First, it teaches us the poison of comparison. The moment we start measuring God's goodness by how our life stacks up against our neighbor's, we are on the path to bitterness and envy. Our standard is not the wicked man's prosperity, but the cross of Christ. There, the only truly innocent man was stricken for our sake, so that we, the guilty, might be brought to God. Any suffering we endure is infinitesimally small compared to what He endured for us, and what our sins deserved.

Second, it teaches us the importance of the church. Asaph was saved from apostasy by his loyalty to the people of God. When you are tempted to despair, do not isolate yourself. Stay tethered to the "generation of God's children." Do not speak your doubts in a way that would shipwreck the faith of a weaker brother. This does not mean we cannot be honest about our struggles, but it means our honesty should be brought into the fellowship of the saints, who can bear our burdens with us, rather than broadcast to the world.
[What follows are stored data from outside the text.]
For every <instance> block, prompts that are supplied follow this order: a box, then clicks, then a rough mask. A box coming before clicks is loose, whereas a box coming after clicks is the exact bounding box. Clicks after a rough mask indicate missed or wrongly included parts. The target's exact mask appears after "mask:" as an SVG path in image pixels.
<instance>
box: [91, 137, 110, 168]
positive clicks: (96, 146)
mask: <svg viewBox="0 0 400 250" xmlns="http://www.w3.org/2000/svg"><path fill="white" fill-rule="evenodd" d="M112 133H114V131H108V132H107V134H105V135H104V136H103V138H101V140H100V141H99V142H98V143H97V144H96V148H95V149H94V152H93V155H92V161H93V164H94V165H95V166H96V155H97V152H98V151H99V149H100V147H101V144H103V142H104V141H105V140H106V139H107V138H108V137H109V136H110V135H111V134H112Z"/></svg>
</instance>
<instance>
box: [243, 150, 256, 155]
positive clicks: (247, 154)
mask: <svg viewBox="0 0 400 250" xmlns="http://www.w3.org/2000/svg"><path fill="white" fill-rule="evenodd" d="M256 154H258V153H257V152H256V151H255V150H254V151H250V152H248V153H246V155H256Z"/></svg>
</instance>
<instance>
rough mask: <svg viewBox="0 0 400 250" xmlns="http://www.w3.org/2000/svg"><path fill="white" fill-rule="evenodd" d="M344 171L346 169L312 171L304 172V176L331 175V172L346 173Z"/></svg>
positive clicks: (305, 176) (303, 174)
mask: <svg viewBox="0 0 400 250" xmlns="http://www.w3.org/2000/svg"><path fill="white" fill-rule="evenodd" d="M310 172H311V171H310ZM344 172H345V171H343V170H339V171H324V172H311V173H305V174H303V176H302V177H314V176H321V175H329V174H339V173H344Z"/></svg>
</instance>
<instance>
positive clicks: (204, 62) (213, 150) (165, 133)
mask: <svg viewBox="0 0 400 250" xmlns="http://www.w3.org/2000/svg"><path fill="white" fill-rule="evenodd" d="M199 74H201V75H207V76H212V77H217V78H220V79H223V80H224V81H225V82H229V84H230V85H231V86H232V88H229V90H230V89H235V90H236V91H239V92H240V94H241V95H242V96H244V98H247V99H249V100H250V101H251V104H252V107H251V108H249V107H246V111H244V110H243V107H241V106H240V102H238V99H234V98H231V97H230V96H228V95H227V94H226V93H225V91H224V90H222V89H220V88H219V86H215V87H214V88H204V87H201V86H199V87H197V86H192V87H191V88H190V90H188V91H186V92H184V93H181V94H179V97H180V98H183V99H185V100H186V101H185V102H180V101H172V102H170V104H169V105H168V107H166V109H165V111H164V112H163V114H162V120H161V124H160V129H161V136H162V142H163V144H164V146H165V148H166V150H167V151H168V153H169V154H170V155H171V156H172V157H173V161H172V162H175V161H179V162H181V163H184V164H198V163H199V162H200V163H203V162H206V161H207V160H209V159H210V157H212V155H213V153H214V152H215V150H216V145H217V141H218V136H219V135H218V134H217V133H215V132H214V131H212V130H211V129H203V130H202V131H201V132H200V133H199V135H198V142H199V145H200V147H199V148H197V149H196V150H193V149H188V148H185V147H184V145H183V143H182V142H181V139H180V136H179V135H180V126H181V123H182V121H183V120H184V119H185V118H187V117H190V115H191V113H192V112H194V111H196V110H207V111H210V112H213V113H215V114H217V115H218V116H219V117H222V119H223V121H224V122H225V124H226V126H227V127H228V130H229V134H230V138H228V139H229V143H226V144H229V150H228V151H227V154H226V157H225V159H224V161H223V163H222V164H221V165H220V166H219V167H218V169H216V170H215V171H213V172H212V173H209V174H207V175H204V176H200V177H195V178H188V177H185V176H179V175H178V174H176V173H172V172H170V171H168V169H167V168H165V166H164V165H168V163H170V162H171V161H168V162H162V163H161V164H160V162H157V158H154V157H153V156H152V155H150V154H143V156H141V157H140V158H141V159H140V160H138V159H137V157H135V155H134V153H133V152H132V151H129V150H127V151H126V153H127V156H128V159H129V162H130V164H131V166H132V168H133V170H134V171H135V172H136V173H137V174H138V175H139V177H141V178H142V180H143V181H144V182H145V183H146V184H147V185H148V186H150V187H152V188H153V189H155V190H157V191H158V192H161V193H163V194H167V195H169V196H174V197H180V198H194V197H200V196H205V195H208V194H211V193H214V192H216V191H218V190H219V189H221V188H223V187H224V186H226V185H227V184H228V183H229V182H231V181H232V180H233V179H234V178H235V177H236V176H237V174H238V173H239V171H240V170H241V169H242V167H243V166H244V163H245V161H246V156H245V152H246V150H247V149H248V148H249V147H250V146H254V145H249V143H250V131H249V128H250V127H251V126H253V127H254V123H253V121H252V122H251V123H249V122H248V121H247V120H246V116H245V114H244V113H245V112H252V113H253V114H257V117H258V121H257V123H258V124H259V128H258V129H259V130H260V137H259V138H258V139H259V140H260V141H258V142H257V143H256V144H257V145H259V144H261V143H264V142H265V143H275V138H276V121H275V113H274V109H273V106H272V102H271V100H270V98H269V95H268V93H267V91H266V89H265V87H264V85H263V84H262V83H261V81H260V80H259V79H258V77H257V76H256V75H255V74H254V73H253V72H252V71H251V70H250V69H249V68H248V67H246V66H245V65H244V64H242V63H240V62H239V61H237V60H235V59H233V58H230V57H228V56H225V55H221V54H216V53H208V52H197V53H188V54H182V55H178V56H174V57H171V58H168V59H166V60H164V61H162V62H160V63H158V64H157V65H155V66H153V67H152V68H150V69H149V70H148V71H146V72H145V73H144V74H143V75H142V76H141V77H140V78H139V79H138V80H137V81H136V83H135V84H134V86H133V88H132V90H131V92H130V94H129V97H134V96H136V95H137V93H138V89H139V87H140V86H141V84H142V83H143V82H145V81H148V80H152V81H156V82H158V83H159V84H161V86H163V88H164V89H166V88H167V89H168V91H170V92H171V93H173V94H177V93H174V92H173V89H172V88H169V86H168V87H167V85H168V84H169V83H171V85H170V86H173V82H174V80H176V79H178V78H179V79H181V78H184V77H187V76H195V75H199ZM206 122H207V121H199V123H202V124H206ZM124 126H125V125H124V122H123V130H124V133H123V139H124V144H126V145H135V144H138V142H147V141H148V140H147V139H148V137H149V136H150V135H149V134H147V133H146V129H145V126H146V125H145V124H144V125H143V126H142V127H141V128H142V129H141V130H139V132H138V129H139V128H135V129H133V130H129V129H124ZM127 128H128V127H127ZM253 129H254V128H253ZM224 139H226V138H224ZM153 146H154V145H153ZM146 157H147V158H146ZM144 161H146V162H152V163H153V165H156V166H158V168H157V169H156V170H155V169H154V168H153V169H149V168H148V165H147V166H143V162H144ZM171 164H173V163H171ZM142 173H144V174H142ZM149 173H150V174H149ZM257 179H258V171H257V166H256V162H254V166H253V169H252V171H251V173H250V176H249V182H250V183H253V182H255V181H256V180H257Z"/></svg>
Finally, it teaches us where to find the answer. The answer is not found in our own heads or in our own observations. The answer is found in the sanctuary, in the presence of God, in the worship of God's people. It is there, in the light of God's Word and His ultimate purpose, that we see the end of the wicked and the glorious inheritance of the righteous. Our afflictions are light and momentary, preparing for us an eternal weight of glory. The prosperity of the wicked is a greasy slide into destruction. This is the perspective we gain when we stop looking around and start looking up.